Una sabiduría poética
Abdennur Prado
El poeta no puede decidir lo que sucede en el poema. Es un receptor de algo que no puede controlar. Un poeta no se dice: «voy a escribir que me salen alas, o que adquiero la piedra filosofal, o que he alcanzado el nirvana…». Nadie se salva por pensar, ni el desear algo implica que suceda. Tampoco se dice: «voy a escribir que eres el alma de la luz si eres la luz del alma» (Juan Ramón Jiménez) o que esta sometido a una «inundación de océanos de hierro». No existe posibilidad de pensar de antemano un verso como este: «su alma es una mosca que zumba en las orejas de los recién nacidos» (Gonzalo Rojas).
Cualquiera de estas cosas, si sucede, sucede en el mundo del alma, sin la intervención de la voluntad. Todo lo que aparece en el poema es fruto de la gracia.

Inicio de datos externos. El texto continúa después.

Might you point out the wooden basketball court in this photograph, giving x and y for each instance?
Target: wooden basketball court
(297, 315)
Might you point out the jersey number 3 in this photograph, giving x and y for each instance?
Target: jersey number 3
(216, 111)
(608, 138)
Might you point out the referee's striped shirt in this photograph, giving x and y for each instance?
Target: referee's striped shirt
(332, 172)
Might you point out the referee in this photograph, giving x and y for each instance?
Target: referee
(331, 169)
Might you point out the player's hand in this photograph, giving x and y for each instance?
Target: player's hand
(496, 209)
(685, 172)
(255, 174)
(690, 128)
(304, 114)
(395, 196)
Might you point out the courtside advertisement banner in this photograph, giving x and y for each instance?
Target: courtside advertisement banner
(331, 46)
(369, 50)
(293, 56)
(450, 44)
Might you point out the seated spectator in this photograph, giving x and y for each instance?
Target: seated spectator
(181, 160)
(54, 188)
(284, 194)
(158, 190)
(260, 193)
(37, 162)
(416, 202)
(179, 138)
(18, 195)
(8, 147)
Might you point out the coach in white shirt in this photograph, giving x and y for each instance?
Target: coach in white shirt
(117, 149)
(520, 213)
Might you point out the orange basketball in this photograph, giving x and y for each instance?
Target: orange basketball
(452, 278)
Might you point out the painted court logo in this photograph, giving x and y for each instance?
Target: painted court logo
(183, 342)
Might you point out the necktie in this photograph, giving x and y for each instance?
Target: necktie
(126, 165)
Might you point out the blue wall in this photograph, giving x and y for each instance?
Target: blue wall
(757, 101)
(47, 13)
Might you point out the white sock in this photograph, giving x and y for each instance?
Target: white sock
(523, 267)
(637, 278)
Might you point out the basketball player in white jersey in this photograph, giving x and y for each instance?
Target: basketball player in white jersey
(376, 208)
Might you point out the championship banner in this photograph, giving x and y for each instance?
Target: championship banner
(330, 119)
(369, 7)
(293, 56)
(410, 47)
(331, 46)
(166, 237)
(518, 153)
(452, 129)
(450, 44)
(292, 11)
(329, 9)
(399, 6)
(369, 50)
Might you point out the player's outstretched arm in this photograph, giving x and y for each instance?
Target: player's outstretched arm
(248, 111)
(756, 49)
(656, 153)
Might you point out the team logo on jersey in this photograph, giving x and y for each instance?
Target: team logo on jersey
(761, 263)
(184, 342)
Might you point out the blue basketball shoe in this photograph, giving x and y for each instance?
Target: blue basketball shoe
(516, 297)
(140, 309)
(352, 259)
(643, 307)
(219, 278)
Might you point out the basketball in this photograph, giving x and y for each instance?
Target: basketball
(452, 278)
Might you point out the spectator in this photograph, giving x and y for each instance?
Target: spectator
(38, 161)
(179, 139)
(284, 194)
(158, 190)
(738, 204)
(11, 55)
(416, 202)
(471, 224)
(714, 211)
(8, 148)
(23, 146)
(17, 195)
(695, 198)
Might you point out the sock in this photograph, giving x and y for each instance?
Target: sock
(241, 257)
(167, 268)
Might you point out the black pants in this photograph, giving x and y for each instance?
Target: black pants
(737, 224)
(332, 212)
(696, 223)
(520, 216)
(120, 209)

Un poema logrado expresa una verdad anímica que uno no puede decidir y que, en el momento en que acontece, ni siquiera puede comprender. No es el intelecto quien dirige la mano del poeta ni quien es capaz de traducir el acontecimiento anímico en palabras. Y mucho menos de llevar a cabo la transmutación. Ella es obra del amor. Al expresarla no solo confirma lo que ya habría sucedido: contribuye a que suceda. Sin la poesía quedaría en lo inconsciente o pasaría a lo consciente de forma intelectualizada. No acabaría de pasar.
En el poema se expresa de forma precisa lo que sucede en el mundo imaginal. El poema se erige entonces en un vehículo privilegiado a través del cual se nos revelan esos acontecimientos interiores, a medio camino entre lo consciente y lo inconsciente. Lo anímico se muestra en estado puro, no bajo los ropajes de la interpretación, la cual tiene el inconveniente de mantenernos en lo conocido. Se hace entonces necesaria una comprensión poética, que implique su asunción por parte de la conciencia, sin reducirla a lo sabido. Lo mismo puede decirse de los sueños: hay un modo de comprensión onírica coherente con su carácter numinoso, y otra que se limita a proyectar sobre el sueño esquemas funerales.
En este momento emerge la posibilidad de una sabiduría poética, diferente del saber científico y de la filosofía, de la lógica y de la dialéctica, de la mística y de la metafísica. Es, como sabía María Zambrano, un saber del alma: irracional, abierto, telúrico, dinámico, inasible. Es abarcador y se expande en todas direcciones. Tiene sabor y acuna una plegaria. En este saber lo divino se muestra sin la cota de malla de la teología. Es la propia matriz del tiempo que nos guía hacia su laberinto, como si fuese un centro donde todo se abisma y reconoce. Pero debe buscarse: tener ojos y boca y un cuerpo que se entrega al éxtasis sonámbulo de nuestras emociones. En este centro se recompone el mundo como una conjunción de rostros y de esferas. Y a partir de aquí se abren posibilidades infinitas. Todo integrado en Dios como semilla, jamás como objetivo.
Lo resultante no es una teoría, es una visión.